In the tabulations that follow, a COSTART-based Dictionary terminology has been used to classify reported adverse reactions. If the COSTART term for a reaction was so general as to be uninformative, it was replaced with a more informative term when possible. The frequencies presented, therefore, represent the proportion of the total patient exposures to multiple doses of fluvoxamine maleate who experienced a reaction of the type cited on at least one occasion while receiving fluvoxamine maleate.

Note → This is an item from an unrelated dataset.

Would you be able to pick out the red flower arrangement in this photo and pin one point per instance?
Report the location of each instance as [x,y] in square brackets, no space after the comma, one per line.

Reactions are further classified within body system categories and enumerated in order of decreasing frequency using the following definitions: frequent adverse reactions are defined as those occurring on one or more occasions in at least 1/100 patients; infrequent adverse reactions are those occurring between 1/100 and 1/1000 patients; and rare adverse reactions are those occurring in less than 1/1000 patients. It is important to emphasize that, although the events reported did occur during treatment with fluvoxamine maleate, a causal relationship to fluvoxamine maleate has not been established.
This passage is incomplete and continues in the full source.